Cerchio che si chiude ulteriormente quando Girasole decide di trasferirsi in Valle Imagna. “Sono sempre stato legato alla Valle, i weekend con la famiglia salivamo sempre, quando non avevo le partite venivamo su. Conosco tante persone in paese, quando sono tornato in Lombardia con il calcio sono voluto venire in Valle”. Qui, Michael si è definitivamente stabilito: “La mia compagna è di Rota d’Imagna, abbiamo una figlia che ha 6 anni, si chiama Perla e viviamo qua, lei ha iniziato le scuole elementari sempre a Rota”.

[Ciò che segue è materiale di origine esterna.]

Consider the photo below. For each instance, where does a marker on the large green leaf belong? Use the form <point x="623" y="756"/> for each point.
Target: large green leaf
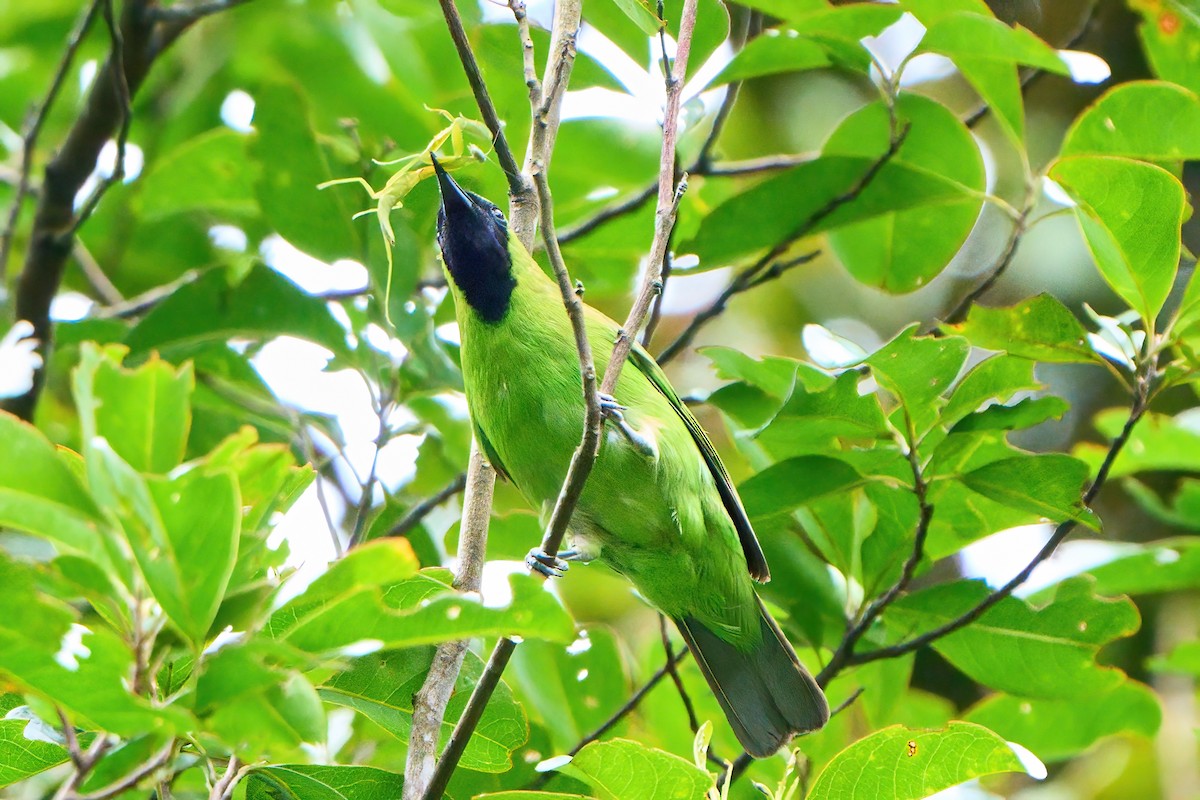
<point x="1060" y="729"/>
<point x="903" y="250"/>
<point x="795" y="482"/>
<point x="292" y="167"/>
<point x="382" y="686"/>
<point x="1115" y="125"/>
<point x="207" y="173"/>
<point x="783" y="206"/>
<point x="1045" y="653"/>
<point x="318" y="782"/>
<point x="83" y="671"/>
<point x="903" y="763"/>
<point x="988" y="52"/>
<point x="373" y="595"/>
<point x="1131" y="215"/>
<point x="577" y="687"/>
<point x="41" y="495"/>
<point x="1049" y="485"/>
<point x="1039" y="329"/>
<point x="621" y="769"/>
<point x="262" y="305"/>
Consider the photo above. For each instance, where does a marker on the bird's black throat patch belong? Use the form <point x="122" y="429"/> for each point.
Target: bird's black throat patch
<point x="474" y="240"/>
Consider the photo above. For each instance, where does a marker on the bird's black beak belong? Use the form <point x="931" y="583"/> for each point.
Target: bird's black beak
<point x="456" y="204"/>
<point x="474" y="241"/>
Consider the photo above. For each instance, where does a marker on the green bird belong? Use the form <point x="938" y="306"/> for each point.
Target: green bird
<point x="658" y="507"/>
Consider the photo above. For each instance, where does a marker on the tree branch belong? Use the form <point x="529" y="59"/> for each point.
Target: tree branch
<point x="34" y="122"/>
<point x="475" y="78"/>
<point x="667" y="204"/>
<point x="1140" y="402"/>
<point x="766" y="268"/>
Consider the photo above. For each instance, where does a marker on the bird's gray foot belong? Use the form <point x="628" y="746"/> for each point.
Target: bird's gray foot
<point x="549" y="565"/>
<point x="612" y="410"/>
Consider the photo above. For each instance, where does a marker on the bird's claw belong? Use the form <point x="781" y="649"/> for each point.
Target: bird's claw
<point x="549" y="565"/>
<point x="612" y="410"/>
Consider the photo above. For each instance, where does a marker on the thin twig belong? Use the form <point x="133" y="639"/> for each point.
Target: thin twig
<point x="688" y="707"/>
<point x="1006" y="258"/>
<point x="34" y="128"/>
<point x="223" y="788"/>
<point x="131" y="780"/>
<point x="95" y="275"/>
<point x="667" y="204"/>
<point x="925" y="516"/>
<point x="527" y="53"/>
<point x="766" y="268"/>
<point x="430" y="703"/>
<point x="191" y="12"/>
<point x="1085" y="24"/>
<point x="1140" y="402"/>
<point x="483" y="100"/>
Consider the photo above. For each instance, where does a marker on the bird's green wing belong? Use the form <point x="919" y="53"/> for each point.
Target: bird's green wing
<point x="755" y="560"/>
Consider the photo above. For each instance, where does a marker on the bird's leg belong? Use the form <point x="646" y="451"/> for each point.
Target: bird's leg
<point x="553" y="566"/>
<point x="612" y="410"/>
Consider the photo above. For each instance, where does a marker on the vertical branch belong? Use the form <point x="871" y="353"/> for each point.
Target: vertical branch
<point x="430" y="703"/>
<point x="667" y="203"/>
<point x="34" y="130"/>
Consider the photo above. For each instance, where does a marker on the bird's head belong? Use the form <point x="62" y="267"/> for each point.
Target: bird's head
<point x="473" y="235"/>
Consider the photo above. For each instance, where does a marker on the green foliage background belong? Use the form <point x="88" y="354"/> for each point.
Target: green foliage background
<point x="137" y="506"/>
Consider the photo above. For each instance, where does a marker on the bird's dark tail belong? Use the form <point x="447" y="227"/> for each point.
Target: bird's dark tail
<point x="766" y="693"/>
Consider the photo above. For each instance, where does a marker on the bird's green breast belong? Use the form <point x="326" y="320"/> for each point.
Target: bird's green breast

Conclusosi il peregrinare per i campi italiani, Michael può tirare un bilancio della sua attività da calciatore. “Ci hanno sempre detto di divertirci, se poi arrivano le vittorie ancora meglio: quando ero nelle giovanili tornavo a casa da scuola ed ero già al campo. Certo, ci vogliono sempre tanti sacrifici, tra lo studio e l’impegno serve la voglia, l’impegno si porta avanti per tanto, non è che se fai un anno sei arrivato, servono impegno, costanza e un po’ di fortuna. Se inizi a fare le cose tanto per farle, fai fatica”.
Vale lo stesso per l’attività in panchina che Michael ha appena iniziato: “All’inizio fare l’allenatore era strano, alleno gli under 12, sono bambini che diventano ragazzi. Guardano molto a cosa hai vissuto, devi fargli capire determinate situazioni ed emozioni durante la partita, devi essere bravo a gestire varie dinamiche. Da calciatore non ti preoccupi, ma dalla panchina ne devi gestire 28, ognuno con il proprio carattere. Per fortuna ci sono altri due mister che lavorano con me, ci diamo una mano a vicenda”.